Cuando a alguien se le atribuye una característica, normalmente negativa, es difícil quitarle ese “sambenito”. Eso pudo pensar Enrique IV, pues, habiendo pasado a la Historia como “el impotente”, parece evidente lo que muchos de sus contemporáneos pensaban acerca de su virilidad. Tras analizar don Gregorio Marañón hace casi un siglo los restos óseos de este monarca, este prestigioso doctor concluyó que este rey padecía diversas patologías, muchas de tipo urológico, entre las que destacaba la atrofia genital.
Juan II decidió casar a su adolescente hijo Enrique, heredero de la corona de Castilla, con la infanta Blanca de Navarra, la cual afirmó que, tras muchos años de matrimonio, seguía siendo virgen, pues su marido poseía un miembro inservible para consumar el acto sexual. Esta situación provocó que el matrimonio fuera declarado nulo en 1453. El obispo de Segovia llegó a afirmar que la incapacidad de Enrique se limitaba a su esposa y que era debida a un maleficio, pues varias prostitutas segovianas testificaron haber mantenido relaciones sexuales con el joven príncipe. En 1454 Enrique IV accedió al trono castellano y poco después se casó con Juana de Portugal con la que tendría una hija siete años después del matrimonio. La tardanza en la llegada de la esperada descendencia real, unida al negativo precedente del primer matrimonio, incrementó los rumores sobre la “disfunción eréctil” del rey.

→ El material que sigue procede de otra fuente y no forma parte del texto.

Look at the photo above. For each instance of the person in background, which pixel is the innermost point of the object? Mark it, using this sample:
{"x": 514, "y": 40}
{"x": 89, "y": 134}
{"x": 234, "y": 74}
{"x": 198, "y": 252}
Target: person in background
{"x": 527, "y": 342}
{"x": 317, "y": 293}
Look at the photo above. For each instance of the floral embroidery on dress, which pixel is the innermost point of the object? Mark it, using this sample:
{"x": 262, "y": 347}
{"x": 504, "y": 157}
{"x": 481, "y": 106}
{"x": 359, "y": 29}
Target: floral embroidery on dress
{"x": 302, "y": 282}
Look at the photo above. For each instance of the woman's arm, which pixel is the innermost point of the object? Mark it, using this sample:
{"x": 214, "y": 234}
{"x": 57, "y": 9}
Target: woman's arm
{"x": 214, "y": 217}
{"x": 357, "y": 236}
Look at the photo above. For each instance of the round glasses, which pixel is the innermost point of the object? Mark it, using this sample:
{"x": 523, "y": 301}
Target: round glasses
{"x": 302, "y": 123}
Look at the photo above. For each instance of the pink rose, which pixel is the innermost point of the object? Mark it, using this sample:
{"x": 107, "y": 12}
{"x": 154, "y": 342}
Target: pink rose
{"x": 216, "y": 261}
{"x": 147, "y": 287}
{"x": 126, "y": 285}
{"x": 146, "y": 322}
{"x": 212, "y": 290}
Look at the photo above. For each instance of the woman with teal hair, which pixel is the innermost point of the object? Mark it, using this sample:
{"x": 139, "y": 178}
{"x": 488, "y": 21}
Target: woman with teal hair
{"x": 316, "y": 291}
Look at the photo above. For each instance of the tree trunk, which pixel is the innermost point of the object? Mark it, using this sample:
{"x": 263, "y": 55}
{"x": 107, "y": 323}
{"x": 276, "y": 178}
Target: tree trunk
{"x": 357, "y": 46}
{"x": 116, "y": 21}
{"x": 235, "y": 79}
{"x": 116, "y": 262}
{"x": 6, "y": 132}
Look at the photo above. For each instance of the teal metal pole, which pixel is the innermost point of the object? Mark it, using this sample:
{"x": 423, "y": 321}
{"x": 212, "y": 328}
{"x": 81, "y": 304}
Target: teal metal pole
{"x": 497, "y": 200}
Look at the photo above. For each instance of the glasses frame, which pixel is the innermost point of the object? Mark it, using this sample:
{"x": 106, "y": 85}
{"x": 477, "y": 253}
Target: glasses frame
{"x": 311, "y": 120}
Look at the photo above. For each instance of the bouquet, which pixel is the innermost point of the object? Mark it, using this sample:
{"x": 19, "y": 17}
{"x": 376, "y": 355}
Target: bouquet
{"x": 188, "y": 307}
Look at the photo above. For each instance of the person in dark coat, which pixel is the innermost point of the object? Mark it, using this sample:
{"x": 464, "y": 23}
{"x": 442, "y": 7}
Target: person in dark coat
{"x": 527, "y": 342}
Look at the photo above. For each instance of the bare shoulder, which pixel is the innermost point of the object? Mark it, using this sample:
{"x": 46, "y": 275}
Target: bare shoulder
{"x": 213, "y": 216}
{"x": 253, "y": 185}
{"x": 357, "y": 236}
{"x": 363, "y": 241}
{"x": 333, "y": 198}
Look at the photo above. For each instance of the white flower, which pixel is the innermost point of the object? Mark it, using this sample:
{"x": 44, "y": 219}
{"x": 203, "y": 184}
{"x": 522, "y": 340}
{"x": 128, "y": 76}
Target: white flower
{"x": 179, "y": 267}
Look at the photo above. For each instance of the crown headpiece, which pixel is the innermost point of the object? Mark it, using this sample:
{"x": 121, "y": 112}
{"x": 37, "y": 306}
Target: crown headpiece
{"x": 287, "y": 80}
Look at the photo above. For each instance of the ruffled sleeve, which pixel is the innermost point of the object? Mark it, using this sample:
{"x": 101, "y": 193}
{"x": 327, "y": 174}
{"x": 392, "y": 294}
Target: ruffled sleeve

Gregorio Marañón concluyó que Enrique IV padecía diversas patologías, entre otras atrofia genital
Algunas crónicas de la época recogen el intento de fecundar a la reina Juana mediante un arcaico sistema de fecundación “in vitro” realizado por médicos judíos que consistiría en hacer llegar el semen del rey hasta los ovarios de su esposa a través de una cánula de oro. Parece que este rudimentario sistema no logró los fines deseados. Ciertas leyendas también plantean la posibilidad de que el monarca castellano recurriese a otro remedio, concretamente una pócima realizada con polvo de cuerno de unicornio. Durante la Edad Media fue muy popular la creencia de que el cuerno del unicornio era muy eficaz para combatir muchas enfermedades, entre ellas la impotencia. De ello se aprovecharon los vikingos, que generaron un rentable negocio vendiendo cuernos de unicornio, que realmente eran colmillos de narval.
Las dudas sobre la capacidad reproductiva del monarca constituyeron el argumento principal para la guerra civil que enfrentaría a Enrique IV con sus hermanastros Alfonso e Isabel, que reclamaban los derechos sucesorios al afirmar que la hija del rey, en realidad, era hija de un noble de la Corte, Beltrán de la Cueva, por lo que los enemigos de Enrique IV apodaron a esta niña como Juana “la Beltraneja”. Hoy día se podrían despejar las dudas sobre la paternidad de Enrique IV con un análisis de ADN, pero, como los restos óseos de Juana “la Beltraneja” no se conservan, seguimos hablando de impotencia y unicornios.